Mars Samples May Come to Earth via NASA’s Deep Space Gateway

Mars Samples May Come to Earth via NASA’s Deep Space Gateway

The post that NASA plans to build in the lunar orbit could serve as a stopping point for extraterrestrial samples aimed at Earth for analysis, officials said the agency.

This “space bridge” designed by the team, including NASA intends to operate in the 2020s, allow a variety of missions in space and Earth-Moon as a springboard to Mars. But it can also help ensure that land and rocks are collected on Mars and other celestial bodies on Earth, said NASA Chief Robert Lightfoot, Congress Thursday, June 8

“This is what we think,” Lightfoot said at a hearing with the Subcommittee on Trade, Justice and the Committee on Science of House Credits.

“It basically has a system that takes you from [the] Moon to Earth, so you have one that can go anywhere, and it becomes the axis to which you return,” Lightfoot said.

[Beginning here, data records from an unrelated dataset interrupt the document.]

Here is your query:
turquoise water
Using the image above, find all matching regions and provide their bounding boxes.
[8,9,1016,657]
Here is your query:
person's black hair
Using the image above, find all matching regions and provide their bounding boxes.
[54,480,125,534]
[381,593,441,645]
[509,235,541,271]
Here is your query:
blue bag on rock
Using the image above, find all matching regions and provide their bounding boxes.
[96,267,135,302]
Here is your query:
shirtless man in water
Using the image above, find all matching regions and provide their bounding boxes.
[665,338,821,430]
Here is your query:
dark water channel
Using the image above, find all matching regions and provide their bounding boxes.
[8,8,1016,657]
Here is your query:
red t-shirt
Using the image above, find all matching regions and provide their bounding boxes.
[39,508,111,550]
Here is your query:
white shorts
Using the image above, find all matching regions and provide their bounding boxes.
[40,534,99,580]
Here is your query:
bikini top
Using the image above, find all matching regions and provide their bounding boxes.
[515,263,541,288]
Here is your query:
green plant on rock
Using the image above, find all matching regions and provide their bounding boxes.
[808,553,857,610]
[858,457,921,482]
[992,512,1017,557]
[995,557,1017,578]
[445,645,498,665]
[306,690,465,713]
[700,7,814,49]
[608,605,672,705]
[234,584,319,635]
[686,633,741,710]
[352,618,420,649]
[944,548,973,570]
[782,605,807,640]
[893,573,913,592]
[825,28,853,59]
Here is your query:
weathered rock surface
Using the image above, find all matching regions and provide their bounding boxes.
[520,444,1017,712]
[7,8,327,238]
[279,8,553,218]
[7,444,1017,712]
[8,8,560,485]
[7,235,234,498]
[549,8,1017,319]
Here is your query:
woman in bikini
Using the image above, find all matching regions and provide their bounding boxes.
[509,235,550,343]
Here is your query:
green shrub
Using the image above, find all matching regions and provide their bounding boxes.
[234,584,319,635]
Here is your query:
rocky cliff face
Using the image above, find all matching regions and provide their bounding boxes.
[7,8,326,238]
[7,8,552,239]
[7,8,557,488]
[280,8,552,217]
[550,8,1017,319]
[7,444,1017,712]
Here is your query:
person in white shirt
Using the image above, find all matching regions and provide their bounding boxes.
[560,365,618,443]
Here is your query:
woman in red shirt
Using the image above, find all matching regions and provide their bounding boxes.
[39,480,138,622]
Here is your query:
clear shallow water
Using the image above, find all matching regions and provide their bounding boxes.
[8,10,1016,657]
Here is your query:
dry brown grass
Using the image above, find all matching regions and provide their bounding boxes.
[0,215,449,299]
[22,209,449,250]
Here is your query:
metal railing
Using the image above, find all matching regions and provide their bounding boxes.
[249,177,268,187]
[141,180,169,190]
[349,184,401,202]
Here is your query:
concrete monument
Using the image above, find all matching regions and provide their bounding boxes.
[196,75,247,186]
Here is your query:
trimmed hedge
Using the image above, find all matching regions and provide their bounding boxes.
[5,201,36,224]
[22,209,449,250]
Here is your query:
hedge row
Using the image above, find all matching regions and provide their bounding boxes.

Sample return projects offer the opportunity to explore more extensively the extraterrestrial material that “standard” planetary missions allow. Robotic vehicles and Landers can accommodate a small number of on-board instruments, and it must be remotely controlled, which means there is a time lag.

NASA astronauts have managed to carry hundreds of pounds of lunar rock and soil during the Apollo era, and the study of this material in laboratories around the world continues to this day.

The agency is trying to extract extraterrestrial samples from other organisms. Last September, for example, NASA’s Osiris-Rex mission (abbreviation for “Origins, Spectral Interpretation, Resource Identification, Safety, Regolith Explorer”) was released to the potentially dangerous asteroid Bennu.

If everything goes as planned, the probe reaches the width of Bennu 1,640 ft (500 meters) in 2018 and return a sample of space rock on Earth in 2023. This material will move directly into a specially designed capsule, distributor of The use of parachutes in the Utah desert.

And the NASA rover in March 2020 – to be launched in 2020, as its name suggests – cached samples of the red planet for future delivery to Earth. (The robot with six wheels also looks for life signs of Mars, the test gear that can generate oxygen from atmospheric carbon dioxide and other tasks).

Currently, there are no concrete plans for this material is at home, so a deep focus of the bridge could be a possibility for the samples of the month of March 2020.

The gateway will be much smaller than the 100 billion International Space Station; Core Outpost will be a habitat crew, a propulsion module and a lock, Lightfoot said. The deep gateway will be occupied intermittently, rather than continuous as the space station added.

“Imagine just like a node around the moon. You can go there, you can stop, you can tele-robotic operations to the moon,” Lightfoot said at Thursday’s hearing.

The gateway can also be connected to “the vehicle that is going to Mars, and can be used as a node in which it starts from there to out,” he added.

NASA intends to send astronauts to Mars in the 2030s. For this, the agency is developing a capsule called Orion and a huge rocket called the Space Launching System (SLS).

Orion has flown once, while traveling unscrewed in Earth’s orbit in December 2014. The SLS will be launched for the first time in 2019, on an exploration flight called Mission 1 (EM-1), which will send Orion unscrewing the Week trip around the moon – three.

The first Orion-SLS manned flight, Exploration Mission 2 (EM-2), is scheduled for 2023. If everything goes as planned, EM-2 will be unveiled the first part of the depth entry door, said Lightfoot.

“When we took the first crew, we would take the electric drive module in the safe when we go,” he said.